Per quanto riguarda il metodo di assegnazione del fondo, la proposta della CE si basa ancora ampliamente sul PIL pro capite (81% del peso). Tuttavia, sono stati aggiunti nuovi criteri:
- Mercato del lavoro: disoccuoazione giovanile, livello di istruzione basso, demografia (15%)
- Cambiamenti climatici: emissioni di gas serra nei settori non compresi nel sistema di scambio di quote di emissioni (1%)
- Migranti: immigrazione netta di cittadini non comunitari (3%)

Per le imprese e gli imprenditori che beneficiano del sostegno dell'UE, il nuovo quadro offre meno burocrazia, con modalità agevolate per le domande di pagamento e opzioni semplificate in materia di costi. Al fine di favorire le sinergie, i sette fondi dell'UE attuati in collaborazione con gli Stati membri ("gestione concorrente") sono ora disciplinati da un corpus unico di norme.
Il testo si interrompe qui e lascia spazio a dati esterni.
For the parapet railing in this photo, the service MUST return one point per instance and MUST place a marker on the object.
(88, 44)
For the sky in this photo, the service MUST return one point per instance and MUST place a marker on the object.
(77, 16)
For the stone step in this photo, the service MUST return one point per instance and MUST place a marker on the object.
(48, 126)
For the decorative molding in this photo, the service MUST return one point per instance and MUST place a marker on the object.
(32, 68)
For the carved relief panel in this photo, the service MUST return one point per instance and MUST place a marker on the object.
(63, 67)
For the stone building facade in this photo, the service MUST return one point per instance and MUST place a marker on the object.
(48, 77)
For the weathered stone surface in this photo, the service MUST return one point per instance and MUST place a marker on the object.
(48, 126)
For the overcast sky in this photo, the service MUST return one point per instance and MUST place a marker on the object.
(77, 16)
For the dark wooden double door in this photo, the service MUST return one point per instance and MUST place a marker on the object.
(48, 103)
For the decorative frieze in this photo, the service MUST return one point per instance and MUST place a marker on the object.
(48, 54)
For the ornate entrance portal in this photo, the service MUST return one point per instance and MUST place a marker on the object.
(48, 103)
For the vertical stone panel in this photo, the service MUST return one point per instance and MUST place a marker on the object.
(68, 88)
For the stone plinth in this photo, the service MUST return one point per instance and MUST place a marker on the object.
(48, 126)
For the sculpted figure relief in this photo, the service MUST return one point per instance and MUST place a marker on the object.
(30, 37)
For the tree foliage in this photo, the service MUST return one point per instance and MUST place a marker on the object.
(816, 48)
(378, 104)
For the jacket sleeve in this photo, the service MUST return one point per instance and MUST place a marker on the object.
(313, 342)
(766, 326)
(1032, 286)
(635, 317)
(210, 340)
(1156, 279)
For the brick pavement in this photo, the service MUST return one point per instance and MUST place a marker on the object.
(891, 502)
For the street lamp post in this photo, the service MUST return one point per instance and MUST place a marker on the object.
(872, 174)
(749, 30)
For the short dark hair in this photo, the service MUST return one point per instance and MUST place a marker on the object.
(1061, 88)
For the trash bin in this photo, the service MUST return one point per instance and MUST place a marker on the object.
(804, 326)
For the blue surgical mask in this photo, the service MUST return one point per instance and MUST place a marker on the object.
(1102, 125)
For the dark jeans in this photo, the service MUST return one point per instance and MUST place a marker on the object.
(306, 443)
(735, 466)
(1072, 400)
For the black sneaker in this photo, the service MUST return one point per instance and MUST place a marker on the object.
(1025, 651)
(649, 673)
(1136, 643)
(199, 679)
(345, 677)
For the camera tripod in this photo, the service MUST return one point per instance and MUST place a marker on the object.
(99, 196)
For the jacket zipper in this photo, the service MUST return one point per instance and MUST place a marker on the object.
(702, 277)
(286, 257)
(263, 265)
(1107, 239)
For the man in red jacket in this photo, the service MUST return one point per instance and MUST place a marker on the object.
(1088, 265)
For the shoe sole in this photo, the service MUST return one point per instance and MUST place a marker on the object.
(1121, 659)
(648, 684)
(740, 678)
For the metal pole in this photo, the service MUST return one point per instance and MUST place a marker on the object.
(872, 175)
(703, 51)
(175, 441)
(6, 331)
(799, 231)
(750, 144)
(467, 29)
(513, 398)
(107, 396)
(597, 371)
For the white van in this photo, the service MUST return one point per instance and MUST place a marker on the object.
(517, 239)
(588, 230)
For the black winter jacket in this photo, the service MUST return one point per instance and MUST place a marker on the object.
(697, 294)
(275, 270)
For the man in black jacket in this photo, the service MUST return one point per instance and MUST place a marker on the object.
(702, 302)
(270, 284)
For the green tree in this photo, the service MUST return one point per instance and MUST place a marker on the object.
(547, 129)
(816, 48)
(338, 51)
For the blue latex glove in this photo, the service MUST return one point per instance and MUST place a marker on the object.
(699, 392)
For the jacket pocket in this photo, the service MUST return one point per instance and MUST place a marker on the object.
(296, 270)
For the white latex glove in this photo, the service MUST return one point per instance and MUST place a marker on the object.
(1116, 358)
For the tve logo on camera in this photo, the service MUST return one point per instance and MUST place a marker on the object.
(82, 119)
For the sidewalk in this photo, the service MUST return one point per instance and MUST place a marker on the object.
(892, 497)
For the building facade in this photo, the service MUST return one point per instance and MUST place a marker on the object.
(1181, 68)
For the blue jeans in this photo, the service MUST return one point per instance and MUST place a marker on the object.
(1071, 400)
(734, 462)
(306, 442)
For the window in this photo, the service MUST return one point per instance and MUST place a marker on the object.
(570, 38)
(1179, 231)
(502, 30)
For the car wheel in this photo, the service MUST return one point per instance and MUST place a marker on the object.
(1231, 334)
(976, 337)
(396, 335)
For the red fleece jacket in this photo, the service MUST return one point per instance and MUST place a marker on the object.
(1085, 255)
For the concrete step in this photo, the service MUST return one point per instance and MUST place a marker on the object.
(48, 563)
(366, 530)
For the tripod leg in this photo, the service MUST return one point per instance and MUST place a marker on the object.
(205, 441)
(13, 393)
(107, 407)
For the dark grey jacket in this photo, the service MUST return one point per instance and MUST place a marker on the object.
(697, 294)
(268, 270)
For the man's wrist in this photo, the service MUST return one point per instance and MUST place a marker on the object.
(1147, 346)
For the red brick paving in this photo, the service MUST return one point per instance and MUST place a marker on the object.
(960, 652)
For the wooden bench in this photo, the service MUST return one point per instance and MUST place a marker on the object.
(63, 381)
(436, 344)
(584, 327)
La Commissione propone inoltre di alleggerire i controlli per i programmi che hanno registrato buoni risultati, facendo maggiore affidamento sui sistemi nazionali ed estendendo il principio "dell'audit unico" al fine di evitare la duplicazione dei controlli.
Per approfondire 80 misure di semplificazione nella politica di coesione 2021-2027
La politica di coesione 2021-2027 sarà resa più flessibile in tre modi:
- un riesame intermedio determinerà l'eventuale necessità di modificare i programmi per gli ultimi due anni del periodo di finanziamento, in base alle priorità emergenti, ai risultati dei programmi e alle ultime raccomandazioni specifiche per paese;
- entro certi limiti sarà possibile trasferire risorse da un programma all'altro, senza che si renda necessaria l'approvazione ufficiale della Commissione.
- una disposizione specifica agevola la mobilitazione di finanziamenti UE sin dal primo giorno in caso di catastrofe naturale.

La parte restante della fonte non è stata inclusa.